What is the OOMKilled Error?
OOMKilled is a common error in Linux operating systems. Linux systems have a program called Out of Memory Manager (OOM) that tracks the memory usage of each process. If your system is in danger of running out of available memory, the OOM Killer will appear and attempt to kill processes, to free up memory and prevent crashes. When a process is terminated by OOM, Linux will display the OOMKilled error.
OOM Killer’s goal is to free up as much memory as possible by killing the least number of processes. Internally, OOM Killer assigns a score to each running process. The higher the score, the more likely the process is to be terminated.
How Can You Prevent the OOMKilled Error in Linux?
Using Linux with default settings can result in memory overcommitment. This improves resource utilization, but on the other hand, it is risky because memory cannot be directly controlled by applications. Instead of simply fixing the error and restoring terminated processes, it is a good idea to think about the problem holistically and find a strategy for improving memory usage.
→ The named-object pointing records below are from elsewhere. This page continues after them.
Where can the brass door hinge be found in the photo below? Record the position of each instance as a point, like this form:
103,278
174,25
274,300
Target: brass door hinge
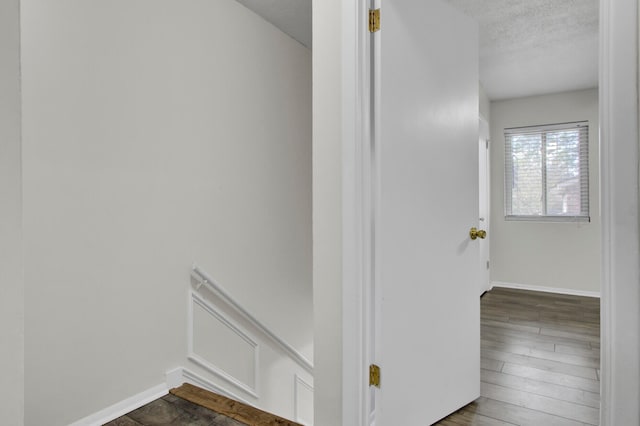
374,20
374,375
Linux can be configured to use different strategies for allocating memory. You can find the current policy by mounting the proc filesystem and reading from /proc/sys/vm/. The files overcommit_ratio and overcommit_memory govern how much memory the system can commit beyond the available physical memory.
The Out of Memory (OOM) Killer will only run if your system is configured to overcommit memory. If you don’t want the system to overcommit, set overcommit_memory to 2 overcommit_ratio to 0. This will prevent overcommitting and essentially, disable the OOM killer.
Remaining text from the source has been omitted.